Ончуков помялся на месте, глянул исподлобья как-то подозрительно — и, к удивлению, глянул не на Подхалимова, а на меня — и исчез.
— Погодите говорить! он у двери подслушивает! — обязательно предупредил меня Подхалимов. — Береги нос, Анчутка! сейчас дверь отворю!
Послышались торопливо удаляющиеся шаги.
— Ну-с, отче, чем потчевать прикажете? Чаю? кофе? Мороженого? селедочки?
— Я на минуту, только два слова спросить пришел. Скажите, Подхалимов: вы не соврали, возвещая в «вашей уважаемой газете», что господство хищения кончилось?
— Господи! никак, вы уж во второй раз по этому случаю беспокоитесь! Да неужто я в самом деле так уж решительно и намекал?
— Совершенно решительно.
— Что хищения прекратились… совсем? Странно. Действительно, что-то в этом роде как будто было… Но чтобы так-таки прямо… с тем чтоб на службу ни по каким ведомствам впредь не определять… Да вам-то, наконец, не все ли равно?
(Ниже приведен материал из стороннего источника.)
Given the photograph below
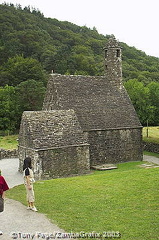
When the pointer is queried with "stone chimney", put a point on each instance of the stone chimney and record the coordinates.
(113, 61)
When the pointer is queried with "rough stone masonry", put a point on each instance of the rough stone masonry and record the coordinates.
(85, 121)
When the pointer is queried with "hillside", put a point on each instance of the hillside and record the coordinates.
(65, 47)
(32, 46)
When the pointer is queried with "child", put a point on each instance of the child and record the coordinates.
(3, 187)
(28, 182)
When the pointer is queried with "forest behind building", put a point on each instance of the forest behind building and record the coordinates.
(32, 47)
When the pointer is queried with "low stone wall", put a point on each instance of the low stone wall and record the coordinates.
(151, 147)
(8, 153)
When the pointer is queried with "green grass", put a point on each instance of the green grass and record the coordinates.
(151, 154)
(8, 142)
(124, 200)
(153, 134)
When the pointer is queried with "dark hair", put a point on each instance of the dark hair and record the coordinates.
(27, 163)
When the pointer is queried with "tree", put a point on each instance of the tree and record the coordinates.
(19, 69)
(30, 95)
(140, 97)
(154, 98)
(9, 111)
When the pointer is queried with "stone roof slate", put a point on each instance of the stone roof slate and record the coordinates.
(98, 103)
(50, 129)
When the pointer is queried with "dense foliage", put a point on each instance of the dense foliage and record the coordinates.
(32, 46)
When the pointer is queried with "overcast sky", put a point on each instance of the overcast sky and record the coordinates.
(135, 22)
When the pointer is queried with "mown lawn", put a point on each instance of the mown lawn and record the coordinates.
(124, 200)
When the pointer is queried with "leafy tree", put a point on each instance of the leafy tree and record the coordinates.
(140, 97)
(19, 69)
(30, 95)
(154, 99)
(9, 110)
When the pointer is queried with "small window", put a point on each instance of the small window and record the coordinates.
(118, 53)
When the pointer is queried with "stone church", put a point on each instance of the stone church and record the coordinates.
(85, 121)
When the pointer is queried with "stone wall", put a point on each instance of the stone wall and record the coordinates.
(151, 147)
(8, 153)
(114, 146)
(63, 162)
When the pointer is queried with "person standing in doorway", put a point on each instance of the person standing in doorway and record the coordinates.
(3, 187)
(28, 182)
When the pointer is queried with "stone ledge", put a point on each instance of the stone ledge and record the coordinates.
(104, 167)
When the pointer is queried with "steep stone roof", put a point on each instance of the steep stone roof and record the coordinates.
(50, 129)
(97, 102)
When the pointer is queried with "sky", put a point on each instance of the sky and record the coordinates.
(134, 22)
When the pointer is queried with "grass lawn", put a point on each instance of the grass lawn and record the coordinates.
(125, 200)
(8, 142)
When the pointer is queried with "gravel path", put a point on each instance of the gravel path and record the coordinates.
(16, 222)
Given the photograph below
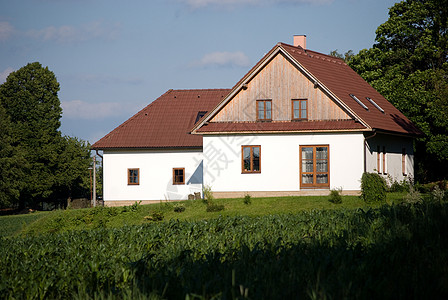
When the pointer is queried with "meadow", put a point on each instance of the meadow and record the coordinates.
(394, 250)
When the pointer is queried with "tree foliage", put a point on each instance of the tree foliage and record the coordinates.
(408, 65)
(52, 165)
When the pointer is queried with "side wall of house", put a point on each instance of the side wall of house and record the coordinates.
(391, 156)
(280, 161)
(155, 174)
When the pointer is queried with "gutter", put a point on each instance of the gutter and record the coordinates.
(365, 147)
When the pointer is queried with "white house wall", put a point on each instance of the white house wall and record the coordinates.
(156, 175)
(280, 161)
(394, 145)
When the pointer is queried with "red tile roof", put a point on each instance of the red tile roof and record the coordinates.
(165, 123)
(285, 126)
(342, 81)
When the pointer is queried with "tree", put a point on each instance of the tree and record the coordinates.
(408, 65)
(11, 164)
(54, 165)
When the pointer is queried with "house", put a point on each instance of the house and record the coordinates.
(298, 123)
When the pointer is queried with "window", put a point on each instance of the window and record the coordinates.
(314, 166)
(264, 110)
(359, 102)
(299, 109)
(250, 159)
(133, 176)
(179, 176)
(403, 161)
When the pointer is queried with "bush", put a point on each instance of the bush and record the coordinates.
(373, 188)
(208, 194)
(179, 208)
(335, 196)
(247, 199)
(214, 207)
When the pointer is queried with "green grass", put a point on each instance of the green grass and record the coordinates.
(13, 225)
(115, 217)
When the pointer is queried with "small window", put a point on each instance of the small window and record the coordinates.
(133, 176)
(403, 161)
(264, 110)
(376, 105)
(179, 176)
(199, 116)
(299, 109)
(314, 166)
(250, 159)
(359, 102)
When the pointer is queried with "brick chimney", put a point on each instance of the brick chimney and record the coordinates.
(300, 40)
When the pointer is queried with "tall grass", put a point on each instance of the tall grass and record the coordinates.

Есть хищения, так есть, нет их, так нет! Эка беда!
— Ну, нет, это совсем не так безразлично, как вы полагаете! Поймите, Подхалимов, ведь это не реформа какая-нибудь, которую взял, похерил, и никто не заметит. Это целая нравственно-обычная революция! Старые идолы в прах повергнуты, старые предания нарушены, история прекратила течение свое… вот ведь это чем пахнет!